As students munched on granola bars after their walk -- twice around the soccer fields and the district administrative center -- school counselor Paula Henderson reminded some that taking seconds when there weren't enough snacks for everyone wasn't very respectful.
Henderson said Starside tried to pitch character like a heavily-advertised commercial product. Educators want children to see the words, know their meaning and apply them to behavior.
"Almost every activity we do at Starside goes back to our character education program," she said. "We are trying to sell the kids. Everywhere you look in our building, they see those words."
The posters, banners, activities and events seem to be working.
Tyler Easley, a fifth-grader, knew exactly why he and his fellow students were walking around the school grounds on Tuesday -- respecting yourself includes keeping your body in shape.
"It's about, like, if you care about yourself, you want to keep yourself healthy," he said. "It makes it more fun because you can do it with other kids."
Easley said he participated in Starside's running and fitness club, too.
He and the friends he was walking with -- fifth-graders Rick Clancy, Sergio Valenzuela and Hayden Chandler -- all said their parents applauded the character program activities and vouched for them with notes from home.
Gestures listed in the notes, they said, count for credit and are applied as links to a school-wide character chain.
Cook said respecting your body through physical fitness was more effective with parental support.
"We have a lot of families that are involved with it," she said. "If the kids see their parents exercising then they're more likely to exercise and lead a healthy lifestyle as well."
Henderson said that idea applied to all of the character pillars.
"The whole philosophy is that it takes a whole village," she said. "We just say again what they hear at home."
Back home, parents and grandparents say they can tell their children are picking up a few of those pillars.
Joyce Stewart, who was waiting to pick up two grandchildren after Tuesday's walk, said she thought teaching character in school was a good idea.
"It's great," she said. "The kids take it seriously, too. My granddaughter has talked about it at home, so I know it made some kind of impression on her."
Stewart said character education in her school days was much less in-depth.
"We had citizenship awards, but we didn't really know how we got them," she said.
De Soto USD 232's character education program has been adopted for use in all its schools, although each participates in different ways and to varying degrees. Nods to caring, respect, fairness and more can be found all over the district, like on colorful light-pole banners edging the parking lots of all De Soto schools.
Lexington Trails Middle School incorporates character education into its program, too, but to a lesser degree than most elementary schools, said Principal Mark Schmidt.
Schmidt said the school highlighted each month's trait in morning announcements and used the word for oversized chain link fence decoration, made by pressing colored cups through the links.
Occasional activities, volunteer days and counselor talks also can be tied-in with character themes he said.
At De Soto High School, character is part of the the freshman orientation class, said Principal David Morford. It's also incorporated into many of the school's community service projects.

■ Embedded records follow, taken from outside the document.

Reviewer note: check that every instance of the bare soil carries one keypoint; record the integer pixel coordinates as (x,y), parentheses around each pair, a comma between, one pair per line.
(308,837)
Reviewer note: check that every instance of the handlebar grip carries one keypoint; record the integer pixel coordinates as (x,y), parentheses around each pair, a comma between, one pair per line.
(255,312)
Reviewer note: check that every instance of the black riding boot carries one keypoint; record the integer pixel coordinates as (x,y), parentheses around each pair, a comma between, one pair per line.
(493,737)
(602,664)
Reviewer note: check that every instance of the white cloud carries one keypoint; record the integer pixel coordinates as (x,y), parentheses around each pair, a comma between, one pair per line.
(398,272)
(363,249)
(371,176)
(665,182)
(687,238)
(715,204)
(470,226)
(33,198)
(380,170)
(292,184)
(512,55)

De Soto adopted Character Counts from a program created by a national ethics center, said Randy Doerksen, Prairie Ridge Elementary School principal. Schools glean ideas from the center's Web site and newsletters, then tailor programs to meet their specific needs.

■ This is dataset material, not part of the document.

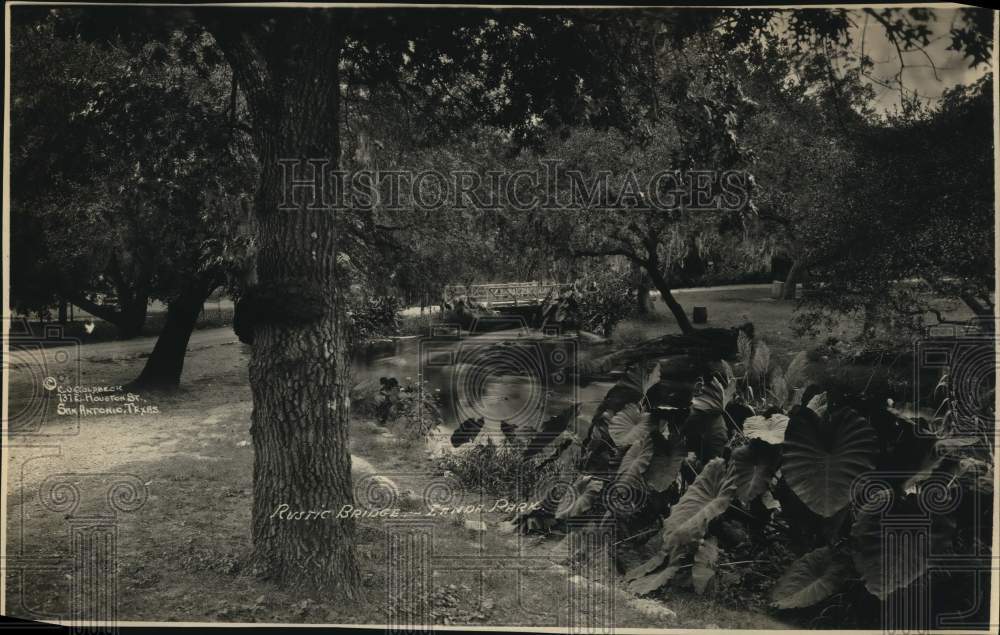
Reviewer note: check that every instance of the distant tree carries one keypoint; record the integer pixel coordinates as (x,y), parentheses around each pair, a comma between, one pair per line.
(530,72)
(918,222)
(127,178)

Doerksen said the program was well-received by parents, although some worried at first that character education would take instructional time away from academics.
"I think that that is an initial response that people have a tendency to have, because they're thinking of it as a program, or they're thinking of it as a curriculum at your school," Doerksen said. "It's more about who we are and what we do on a day-to-day basis than about teaching a particular character trait. It's not something that we tack onto the school day."
Instead of teaching character as a specialized course, Doerksen said it's blended into activities, visuals and all interactions during the day.